During 2024, the level of the Ancipa reservoir gradually declined along with that of Sicily’s other reservoirs. In many municipalities, supply was reduced to the bare minimum—only a few hours, a few times a week—and private, expensive water tankers became part of residents’ daily lives: the entire area entered a state of permanent emergency. However, while the reservoir continued to lose volume, transfers towards the Caltanissetta area continued, and what had appeared to be a climate-related crisis became a social issue. The mayors of the northern Enna area accused Siciliacque and the Regional Steering Committee of delaying rationing and continuing to distribute water outside the area despite the progressive depletion of the Ancipa reservoir. For days, they demanded an immediate reduction in flows towards Caltanissetta and San Cataldo, arguing that their municipalities were at risk of complete water-system collapse. The response was slow to arrive, while the reservoir level continued to fall.

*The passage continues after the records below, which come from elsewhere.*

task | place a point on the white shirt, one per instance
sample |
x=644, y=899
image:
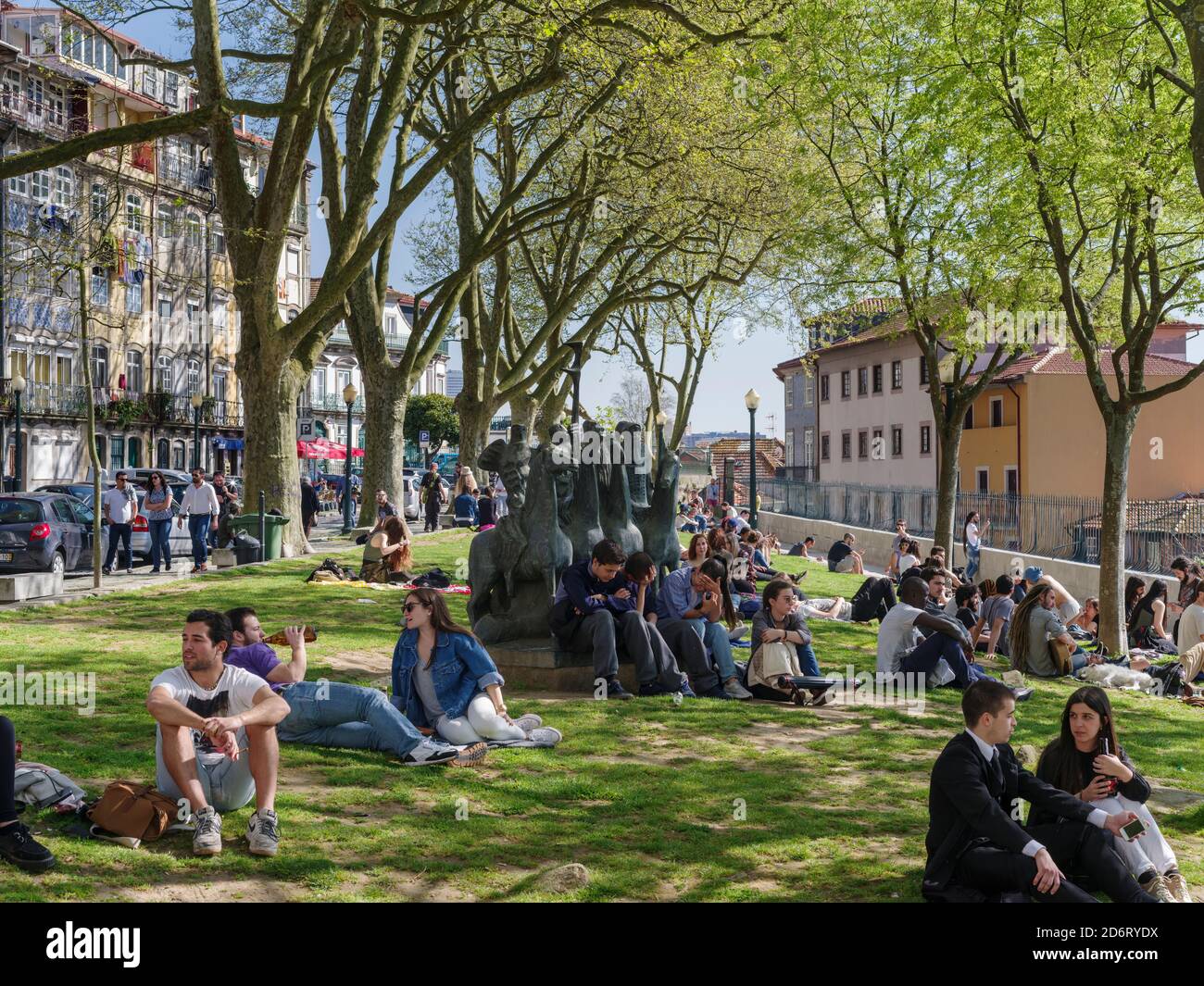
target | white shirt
x=232, y=694
x=121, y=504
x=199, y=500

On 30 November 2024, tensions erupted: the mayors of Troina, Nicosia, Sperlinga, Cerami and Gagliano Castelferrato occupied the Ancipa Basso drinking-water treatment plant together with residents, local administrators and community committees. The pipelines towards the Caltanissetta area were closed, and the occupation continued for several days amid improvised assemblies, negotiations with the Prefecture and mutual accusations. Siciliacque reported tampering with the facilities and disruption of the service, while the mayors rejected the idea that this was a “war between territories”, describing it instead as an unavoidable decision intended to prevent thousands of people from being left without water.
In the end, pressure on the Ancipa reservoir eased only with the return of rainfall between late 2024 and early 2025, relieving a crisis that had reached breaking point. For Amato, however, “The emergency was not managed. They simply waited for the weather to change.” Within a management system that remains fragmented between different responsibilities, authorities and organisations, water scarcity therefore continues to be addressed only when territories and communities are already close to collapse. Quite simply, by waiting for the rain.